À cela s'ajoute la tentation parentale de « remplir » les agendas : des activités bien intentionnées, mais qui laissent peu de place à l'ennui fertile, à l'appel intérieur, à l'envie qui surgit sans qu'on l'ait programmée. Le dehors, lui, crée naturellement ces interstices — et c'est souvent là que l'enfant commence vraiment à enquêter sur le monde.

Quand 59 % des adolescents sont angoissés par leurs notes (Ipsos, 2024) et 1 élève sur 5 présente des signes de stress repérés par son enseignant (Baromètre Écolhuma, 2024), le temps libre en nature devient une ressource rare — et pourtant essentielle.

2. Les conséquences : santé et connaissance du vivant


  • Santé physique : 17 % des enfants de 6–17 ans sont en surpoids en France, dont 4 % obèses. (Esteban, Santé publique France, 2014–2016)

  • Troubles du neurodéveloppement : la prévalence des troubles (TDAH, TSA, dyspraxie…) est en augmentation depuis 10 ans (HAS, 2023) — et le manque d'espaces verts pourrait y contribuer : une étude sur 1,8 million d'enfants montre que l'exposition à la nature dès la petite enfance réduit significativement les risques de TDAH et d'autisme. (Rutgers University, 2025)

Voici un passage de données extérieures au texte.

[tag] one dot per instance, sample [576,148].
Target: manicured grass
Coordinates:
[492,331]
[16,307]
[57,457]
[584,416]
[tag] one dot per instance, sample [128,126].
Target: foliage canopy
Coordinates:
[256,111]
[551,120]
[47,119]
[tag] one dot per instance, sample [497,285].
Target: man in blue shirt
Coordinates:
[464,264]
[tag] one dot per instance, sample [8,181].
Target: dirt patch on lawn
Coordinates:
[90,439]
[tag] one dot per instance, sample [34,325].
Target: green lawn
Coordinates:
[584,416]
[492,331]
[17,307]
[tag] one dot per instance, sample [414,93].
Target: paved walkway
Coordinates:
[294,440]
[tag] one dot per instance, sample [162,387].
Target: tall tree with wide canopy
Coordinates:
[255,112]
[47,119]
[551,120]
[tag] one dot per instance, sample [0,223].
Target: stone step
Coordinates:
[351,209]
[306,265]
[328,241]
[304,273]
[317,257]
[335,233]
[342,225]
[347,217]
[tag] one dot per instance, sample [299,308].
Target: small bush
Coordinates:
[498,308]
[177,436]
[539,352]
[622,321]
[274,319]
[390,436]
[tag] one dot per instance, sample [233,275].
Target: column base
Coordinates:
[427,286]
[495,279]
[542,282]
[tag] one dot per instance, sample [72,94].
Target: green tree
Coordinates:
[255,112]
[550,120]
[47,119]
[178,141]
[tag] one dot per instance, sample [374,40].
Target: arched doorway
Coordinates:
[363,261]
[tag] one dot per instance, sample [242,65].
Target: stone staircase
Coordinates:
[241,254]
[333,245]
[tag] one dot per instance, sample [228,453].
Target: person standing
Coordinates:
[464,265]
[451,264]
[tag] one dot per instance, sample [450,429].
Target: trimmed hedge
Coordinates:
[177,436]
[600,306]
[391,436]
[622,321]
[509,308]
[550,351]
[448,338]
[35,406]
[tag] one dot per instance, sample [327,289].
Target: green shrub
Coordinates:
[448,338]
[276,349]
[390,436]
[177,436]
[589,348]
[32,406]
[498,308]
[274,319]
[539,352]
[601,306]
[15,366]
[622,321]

  • Santé mentale : les enfants vivant dans des zones pauvres en espaces verts sont 55 % plus susceptibles de développer un trouble psychiatrique (étude danoise, 2019) ; 49 % des adolescents en France sont touchés par des troubles de l'anxiété. (Ipsos, 2025)

  • Connaissance du vivant : les enfants de 9–10 ans identifient en moyenne 35 % des espèces communes (bioRxiv, Pays-Bas, 2021) ; en France, seulement 38 % des enfants reconnaissent un chêne, et 34 % ne savent pas qu'un nugget vient d'un poulet. (Valhor, 2024 ; Fondation Droit Animal, 2024)

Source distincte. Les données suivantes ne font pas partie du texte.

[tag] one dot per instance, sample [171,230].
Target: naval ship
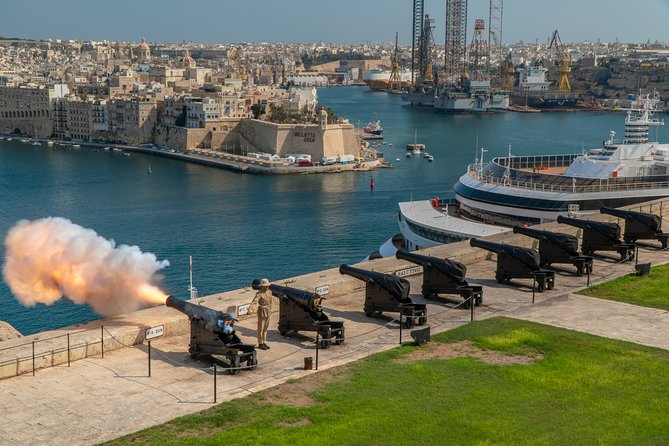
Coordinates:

3. La boucle qui se referme : perte de lien au vivant


Le déficit de contact avec la nature dans l'enfance fragilise les comportements pro-environnementaux à l'âge adulte (GRAME, 2025)

Quand 25 % des enfants n'ont vu un animal de ferme qu'une seule fois dans leur vie (Fondation Droit Animal, 2024), c'est la connaissance sensible du territoire — et avec elle, l'envie de prendre soin du vivant — qui s'efface.

Et pourtant : 82 % des enfants déclarent aimer faire des activités nature. Ce n'est pas le désir qui manque — c'est l'occasion.

C'est précisément là qu'intervient l'éducation par la nature : redonner aux enfants le temps, l'espace et la liberté de renouer avec le vivant — et aux enseignant·es les outils pour en faire un levier d'apprentissage.